IJsland 2018 - 10 september: Op weg naar de oostkust

10 september 2018 - Stöðvarfjörður, IJsland

Vanochtend worden we wakker met een grijze lucht. We staan vroeg op want we hebben een drukke ochtend voor de boeg en daarna moeten we nog ver rijden. Onze AirBnb is een speciaal geval: we moeten hem zelf helemaal kuisen voor de volgende gasten. De eigenaars komen niet tussen elke nieuwe gast naar het huisje, dus we moeten zelf zorgen dat het gekuist is. In een berging liggen stapels lakens en handdoeken, waarvan je zelf moet pakken wat je nodig hebt en die je dan in een wasmand moet steken als je vertrekt. Het is een beetje een raar systeem en zorgt ervoor dat we pas later kunnen vertrekken dan we zouden willen, maar ja… Nadat we alles opgekuist hebben en onze bagage weer in de auto hebben geladen, vertrekken we snel, aangezien we vandaag een dikke 400 km moeten overbruggen naar ons volgende verblijf, een gasthuis, waar we maar één nacht zullen blijven.

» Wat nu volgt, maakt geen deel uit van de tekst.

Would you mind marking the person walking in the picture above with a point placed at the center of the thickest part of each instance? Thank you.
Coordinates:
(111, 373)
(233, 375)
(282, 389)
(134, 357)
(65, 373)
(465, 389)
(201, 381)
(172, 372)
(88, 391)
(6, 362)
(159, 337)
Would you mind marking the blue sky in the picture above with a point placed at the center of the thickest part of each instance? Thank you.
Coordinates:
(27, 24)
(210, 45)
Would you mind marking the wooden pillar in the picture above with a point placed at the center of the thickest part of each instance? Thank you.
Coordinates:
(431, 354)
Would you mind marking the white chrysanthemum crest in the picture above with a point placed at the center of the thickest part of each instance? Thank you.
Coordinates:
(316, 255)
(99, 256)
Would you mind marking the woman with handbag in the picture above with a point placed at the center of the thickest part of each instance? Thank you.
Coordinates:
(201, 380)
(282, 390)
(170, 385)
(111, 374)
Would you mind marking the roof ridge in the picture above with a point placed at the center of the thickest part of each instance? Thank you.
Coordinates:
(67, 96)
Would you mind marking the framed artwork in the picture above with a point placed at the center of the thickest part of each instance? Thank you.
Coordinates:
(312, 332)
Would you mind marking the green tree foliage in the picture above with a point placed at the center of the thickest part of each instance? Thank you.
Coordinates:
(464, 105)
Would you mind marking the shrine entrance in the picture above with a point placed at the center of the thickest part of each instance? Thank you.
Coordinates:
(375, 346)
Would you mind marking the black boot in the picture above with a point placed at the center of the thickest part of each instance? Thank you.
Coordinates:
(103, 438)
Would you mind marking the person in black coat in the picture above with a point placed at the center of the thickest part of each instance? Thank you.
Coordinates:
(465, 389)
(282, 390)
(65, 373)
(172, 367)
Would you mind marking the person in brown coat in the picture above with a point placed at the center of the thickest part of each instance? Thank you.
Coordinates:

Voor de derde dag op rij rijden we langs Mývatn, maar deze keer rijden we verder in plaats van terug te keren. Het is nog steeds lichtjes aan het miezeren, maar in de verre verte zien we lichtere wolken. Nu ja, dit deel van IJsland is wel een pak natter dan waar we tot nu toe gezeten hebben, dus we hebben vanaf nu ook wel veel meer kans op regen. Het landschap waar we doorrijden is nog steeds zo weids als op dag een; je ziet overal heuvels en bergen aan de horizon, maar naast je heb je ook altijd wel velden of weides. Het land hier is doodser dan gisteren, we zien bijna geen bomen meer. Alles is wel bedekt door een soort stug geel gras, gemengd met dor mos. Het geeft het landschap een soort bruingouden tint, met af en toe een rode waas over waar er toch een beetje begroeiing staat. Tegen de middag begint er een waterzonnetje achter de wolken te schijnen, maar tegelijk blijft het wel lichtjes regenen.

Wat verder rijden we door een vallei met aan beide kanten hoge heuvels. Langs de linkerheuvels stromen er verschillende watervallen van de top helemaal naar beneden terwijl ze ondertussen uitwaaieren. De zon is weer verdwenen achter de wolken, die er nu een stuk dreigender uitzien. We stoppen op een pull-out en eten daar onze boterhammetjes op met zicht op de schaapjes. Als we verder rijden, klimt de baan omhoog en hebben we een spectaculair zicht op de vallei naast ons. De andere kant bestaat uit heuvels die doorkliefd worden door kleine riviertjes en watervalletjes. We steken via een hoge brug een rivier over die in een diep ravijn stroomt. Twee schapen zijn erin geslaagd om een eindje af te dalen en staan halverwege de ravijnrand rustig van het malse gras te eten dat daar groeit. Ze lijken niet gestoord door de regen die steeds harder uit de hemel valt.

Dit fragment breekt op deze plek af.